All of these schemes rely on the feedback winding giving an accurate
representation of what's happening in the secondary resonant circuit.
I'm not sure it does. The goings-on of the primary also influence it's
signal greatly. This makes it much more complicated to deduce what the
feedback means. Measuring average current over a fraction of a second
is easy, and dI/dF near the resonant frequency is quite high. A tiny
bump of the frequency knob on the function generator drops the current
tremendously. Consequenty, it won't be hard to measure current
accurately enough. Besides, I want an LCD current meter on this thing
anyways and the same PIC that does the frequency control can do that,
> As an aside, I would change the way the transformer is driven. Use a
> centre tapped primary, and feed this via a constant current source
> (i.e. large inductor) from the main DC suppy. Then use two fets to
> ground, one either end (push-pull). Ensure there is about 5us of
> OVERLAP on the control signals to keep the current flowing. This
> becomes self limiting for output voltage which is now solely dependent
> on turns ratio and supply voltage. This might not be what you want for
> a Tesla coil, but hey..
Yeah, this isn't really a "transformer" in the normal sense of the word.
It's a series LC resonant circuit with an inductively coupled driver.
The turns ratio essentially determines the input impedance, not the
output voltage.
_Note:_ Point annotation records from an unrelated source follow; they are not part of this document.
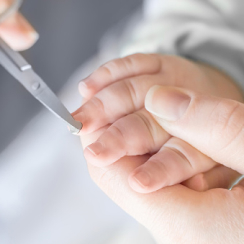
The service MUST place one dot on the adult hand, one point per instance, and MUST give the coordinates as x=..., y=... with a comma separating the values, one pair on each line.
x=16, y=30
x=178, y=214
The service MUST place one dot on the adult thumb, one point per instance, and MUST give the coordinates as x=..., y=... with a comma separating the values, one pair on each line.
x=211, y=124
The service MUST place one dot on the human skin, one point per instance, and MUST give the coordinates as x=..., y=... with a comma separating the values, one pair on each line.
x=16, y=30
x=125, y=82
x=177, y=214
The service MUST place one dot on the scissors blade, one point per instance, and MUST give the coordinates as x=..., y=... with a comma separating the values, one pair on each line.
x=18, y=67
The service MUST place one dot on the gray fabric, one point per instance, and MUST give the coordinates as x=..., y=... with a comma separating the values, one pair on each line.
x=69, y=34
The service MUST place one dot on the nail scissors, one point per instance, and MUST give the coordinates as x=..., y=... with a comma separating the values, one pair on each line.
x=22, y=71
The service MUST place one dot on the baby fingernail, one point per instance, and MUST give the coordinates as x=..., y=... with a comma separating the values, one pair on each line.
x=142, y=178
x=82, y=85
x=96, y=148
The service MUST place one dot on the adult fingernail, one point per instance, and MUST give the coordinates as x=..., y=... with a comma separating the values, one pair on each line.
x=167, y=103
x=96, y=148
x=142, y=179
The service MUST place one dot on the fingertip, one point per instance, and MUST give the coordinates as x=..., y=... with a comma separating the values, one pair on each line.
x=140, y=181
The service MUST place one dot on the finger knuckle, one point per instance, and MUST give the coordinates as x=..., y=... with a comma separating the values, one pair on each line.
x=226, y=123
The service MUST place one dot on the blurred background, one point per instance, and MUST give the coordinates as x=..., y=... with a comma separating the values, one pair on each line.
x=70, y=31
x=46, y=194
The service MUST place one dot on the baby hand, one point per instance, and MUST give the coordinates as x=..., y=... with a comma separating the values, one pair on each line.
x=116, y=93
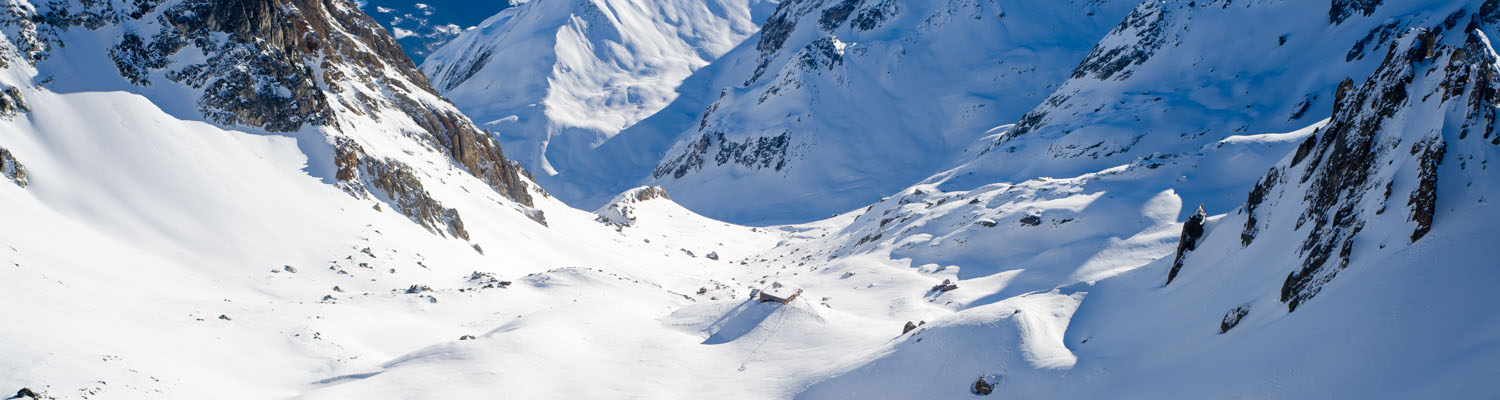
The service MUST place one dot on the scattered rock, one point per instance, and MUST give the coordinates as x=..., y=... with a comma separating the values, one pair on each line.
x=1232, y=318
x=1031, y=220
x=777, y=292
x=1191, y=231
x=984, y=385
x=947, y=285
x=11, y=170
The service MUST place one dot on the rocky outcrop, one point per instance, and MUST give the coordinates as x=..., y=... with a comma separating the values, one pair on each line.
x=1341, y=9
x=12, y=102
x=1232, y=318
x=1355, y=164
x=12, y=170
x=363, y=176
x=1145, y=27
x=1191, y=231
x=282, y=66
x=756, y=153
x=984, y=385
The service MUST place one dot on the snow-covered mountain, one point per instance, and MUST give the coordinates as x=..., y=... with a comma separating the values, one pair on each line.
x=560, y=77
x=836, y=104
x=263, y=198
x=795, y=114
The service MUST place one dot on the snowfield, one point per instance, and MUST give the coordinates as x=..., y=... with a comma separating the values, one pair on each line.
x=152, y=249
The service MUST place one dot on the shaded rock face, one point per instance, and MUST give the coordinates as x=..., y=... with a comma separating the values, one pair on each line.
x=359, y=174
x=1146, y=24
x=756, y=153
x=1191, y=231
x=1344, y=179
x=651, y=192
x=282, y=66
x=12, y=170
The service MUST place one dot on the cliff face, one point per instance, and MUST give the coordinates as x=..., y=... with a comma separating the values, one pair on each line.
x=287, y=66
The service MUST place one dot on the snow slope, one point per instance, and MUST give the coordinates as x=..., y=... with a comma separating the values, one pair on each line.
x=560, y=77
x=795, y=114
x=164, y=246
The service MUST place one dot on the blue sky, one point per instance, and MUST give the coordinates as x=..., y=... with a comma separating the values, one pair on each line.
x=422, y=26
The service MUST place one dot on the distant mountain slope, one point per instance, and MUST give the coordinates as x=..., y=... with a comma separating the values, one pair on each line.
x=840, y=102
x=1350, y=268
x=558, y=77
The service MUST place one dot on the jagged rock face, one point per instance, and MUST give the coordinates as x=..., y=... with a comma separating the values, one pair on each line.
x=1370, y=152
x=1145, y=32
x=359, y=173
x=12, y=102
x=621, y=210
x=1130, y=98
x=756, y=153
x=1341, y=9
x=12, y=170
x=284, y=66
x=1191, y=231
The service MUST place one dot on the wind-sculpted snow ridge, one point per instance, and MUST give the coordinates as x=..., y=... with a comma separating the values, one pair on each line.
x=1371, y=216
x=158, y=252
x=1131, y=98
x=836, y=104
x=560, y=77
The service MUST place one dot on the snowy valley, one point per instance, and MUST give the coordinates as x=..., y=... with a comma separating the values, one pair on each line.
x=752, y=200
The voltage is determined by the Q of the resonator and
the input power. The physical configuration of the primary is critical,
and using a split primary will not provide a balanced drive since the
two halves do not occupy the same space. It is already a challenge to
make a single primary work optimally, and trying to adjust two halves
would be quite unpleasant. The lower half would take significantly more
of the load than the upper half, causing uneven heating of the fets.
Besides, what's the major advantage of that over a full bridge?